The snapshot of our ever-evolving morality supposedly cast in stone tablets around three and a half thousand years ago and cited in the texts of the three main Abrahamic faiths
was taken before we had developed more modern and humane thoughts on many
topics. By the time of Moses, civilisation had at least worked out that theft,
murder and lies do not contribute well to a successful society, but more recent
moral values around things like rape, child abuse, slavery, misogyny and
equality were not items of great concern to the authors of the ten commandments.
Indeed, the first four of the ten commandments seem far more concerned with pointless
creeds such as having no other gods, making graven images, blasphemy and holy
days. Concepts that seem more designed to protect the ideology itself rather than
its adherents.
As the kindly Christian volunteer approaches my bedside though
it has however been made abundantly clear to me that seeking her opinion on the
abolition of faith schools or the reform of the House of Lords is not
appropriate. As it happens however, we have a most agreeable short chat about
the quaintness of Wiltshire villages and some local areas of interest around
Salisbury Plain. Most of my fellow
patients have not had the luxury of a companion to sit with them and I can
certainly see a lot of value in volunteer pastoral visitors, especially if they
have good knowledge of local geography and landmarks to talk about. Or better
still, a pastoral visitor with in-depth grasp of the great concept albums of
the seventies and late sixties. I’d very much have liked to have a chat with
one of those. Indeed, we should have many more volunteer pastoral visitors, of
many faiths, and of course no faith and with an appreciation of a variety of topics and indeed musical genres. My benign pastoral visitor finally offers to say a prayer for
me, which I politely decline, she doesn’t force the issue and moves on to the
next bed. “That wasn’t so bad”, I said to Tori. I can certainly see the value
in pastoral visits by people who genuinely care about the well being of others
and I’m in no position to criticise the Christians who do it. Indeed, I would
like to see more non-Christians stepping up to the role and following her great
example.
Humanists UK now provide pastoral support in hospitals and prisons.

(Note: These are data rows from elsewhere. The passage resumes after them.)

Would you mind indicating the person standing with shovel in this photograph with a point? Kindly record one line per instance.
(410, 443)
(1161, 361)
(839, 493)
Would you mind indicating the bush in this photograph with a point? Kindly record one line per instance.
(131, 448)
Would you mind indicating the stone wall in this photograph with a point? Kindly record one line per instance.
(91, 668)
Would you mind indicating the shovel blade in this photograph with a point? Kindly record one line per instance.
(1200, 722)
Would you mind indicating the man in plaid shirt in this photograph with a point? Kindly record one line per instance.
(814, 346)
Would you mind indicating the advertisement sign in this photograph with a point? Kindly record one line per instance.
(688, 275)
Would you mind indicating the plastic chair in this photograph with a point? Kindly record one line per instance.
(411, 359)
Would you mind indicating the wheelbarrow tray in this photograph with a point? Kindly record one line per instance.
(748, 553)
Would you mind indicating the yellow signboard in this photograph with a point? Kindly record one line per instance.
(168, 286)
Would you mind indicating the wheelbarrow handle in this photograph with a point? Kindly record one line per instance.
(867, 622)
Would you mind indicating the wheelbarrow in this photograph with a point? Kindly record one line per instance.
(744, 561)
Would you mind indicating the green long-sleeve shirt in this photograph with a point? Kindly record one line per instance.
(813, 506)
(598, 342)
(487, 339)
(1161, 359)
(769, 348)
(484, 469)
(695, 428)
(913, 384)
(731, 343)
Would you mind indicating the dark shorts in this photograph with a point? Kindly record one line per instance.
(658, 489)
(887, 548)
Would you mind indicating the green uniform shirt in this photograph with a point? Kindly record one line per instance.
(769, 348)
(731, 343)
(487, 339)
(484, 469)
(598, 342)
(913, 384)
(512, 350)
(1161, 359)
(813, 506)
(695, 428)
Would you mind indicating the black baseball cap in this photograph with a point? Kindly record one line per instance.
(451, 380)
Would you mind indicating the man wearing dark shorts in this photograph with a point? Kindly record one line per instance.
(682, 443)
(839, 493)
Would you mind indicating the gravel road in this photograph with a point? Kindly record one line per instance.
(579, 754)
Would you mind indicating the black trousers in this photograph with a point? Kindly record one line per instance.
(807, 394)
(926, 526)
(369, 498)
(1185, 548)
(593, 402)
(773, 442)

ReplyDeleteMore info here:
https://humanism.org.uk/community/humanist-pastoral-support/
This comes under the Humanists Care banner:
http://humanistcare.org.uk/
And the volunteer network is known as the Non-Religious Pastoral Support Network, found here:
http://nrpsn.org.uk/
The problem is that most hospital chaplains (of any faith) are not volunteers but are paid for *by the NHS*. I argued with the deadwood that was my (now recently replaced) MP about this in my constituency who told me that it would be too difficult to pay people from multiple sources of funding. Which is blatantly untrue as anyone working in a research institution would know. If they were paid to be there by their own organisations, or were volunteers like the humanists, then I'd have less problem with their existence. If yours was then that is great and I'm glad that she helped. If she was being paid for out of my pocket then, sorry, I'd rather the money go on a nurse.

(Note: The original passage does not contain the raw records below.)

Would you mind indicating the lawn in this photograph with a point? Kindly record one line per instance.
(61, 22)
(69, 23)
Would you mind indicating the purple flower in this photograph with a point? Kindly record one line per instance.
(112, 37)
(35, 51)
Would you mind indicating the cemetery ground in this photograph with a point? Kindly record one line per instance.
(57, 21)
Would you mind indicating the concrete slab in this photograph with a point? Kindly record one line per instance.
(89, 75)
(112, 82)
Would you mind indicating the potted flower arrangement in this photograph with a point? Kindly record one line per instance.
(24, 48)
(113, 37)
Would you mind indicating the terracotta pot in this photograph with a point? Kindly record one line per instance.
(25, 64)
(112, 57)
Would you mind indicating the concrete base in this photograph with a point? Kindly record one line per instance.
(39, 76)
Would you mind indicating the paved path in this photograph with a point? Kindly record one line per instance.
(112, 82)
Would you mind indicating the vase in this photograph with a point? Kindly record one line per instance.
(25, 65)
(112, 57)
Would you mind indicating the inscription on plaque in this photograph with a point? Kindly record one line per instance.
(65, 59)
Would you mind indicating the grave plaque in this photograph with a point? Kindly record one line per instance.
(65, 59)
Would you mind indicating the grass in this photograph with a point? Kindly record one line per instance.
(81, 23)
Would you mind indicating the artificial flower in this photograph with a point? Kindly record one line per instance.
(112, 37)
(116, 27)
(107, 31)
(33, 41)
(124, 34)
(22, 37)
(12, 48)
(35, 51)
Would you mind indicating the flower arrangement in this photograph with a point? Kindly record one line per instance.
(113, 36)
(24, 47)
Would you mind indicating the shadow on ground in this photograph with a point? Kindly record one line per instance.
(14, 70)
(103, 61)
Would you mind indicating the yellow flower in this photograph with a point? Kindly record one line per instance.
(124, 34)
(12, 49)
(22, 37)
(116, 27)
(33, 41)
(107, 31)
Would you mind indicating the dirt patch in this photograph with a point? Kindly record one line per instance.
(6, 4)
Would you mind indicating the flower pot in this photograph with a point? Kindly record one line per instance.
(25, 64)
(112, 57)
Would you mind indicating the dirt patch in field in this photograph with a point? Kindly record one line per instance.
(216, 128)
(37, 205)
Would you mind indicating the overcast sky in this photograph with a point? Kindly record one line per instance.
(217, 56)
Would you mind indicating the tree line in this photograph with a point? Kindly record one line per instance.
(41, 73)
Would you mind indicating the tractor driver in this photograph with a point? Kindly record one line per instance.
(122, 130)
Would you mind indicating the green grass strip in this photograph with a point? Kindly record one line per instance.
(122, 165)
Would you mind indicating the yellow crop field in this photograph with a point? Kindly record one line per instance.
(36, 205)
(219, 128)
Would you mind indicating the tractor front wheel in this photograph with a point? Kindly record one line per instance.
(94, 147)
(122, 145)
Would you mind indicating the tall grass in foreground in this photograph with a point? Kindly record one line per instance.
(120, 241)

ReplyDeleteYou're a bloody good writer. The amusing little stories woven into the bigger one, made me gobble up the previous chapters in one session. There is undeniable darkness to a cancer diagnosis and your eloquent description made the anxiety that comes with it aprehensible. Yet, it's the addition of those with little descriptions that make your blog such a fantastic read (even though, being from another generation and not British, probably half the references are lost on me).
ReplyDeleteGreat work. Really, great work. Looking forward to the next chapter (that does sound a bit off, given the context...)!
The entire paragraph about the "pain scale" had me laughing out loud repeatedly! SO CLEVER!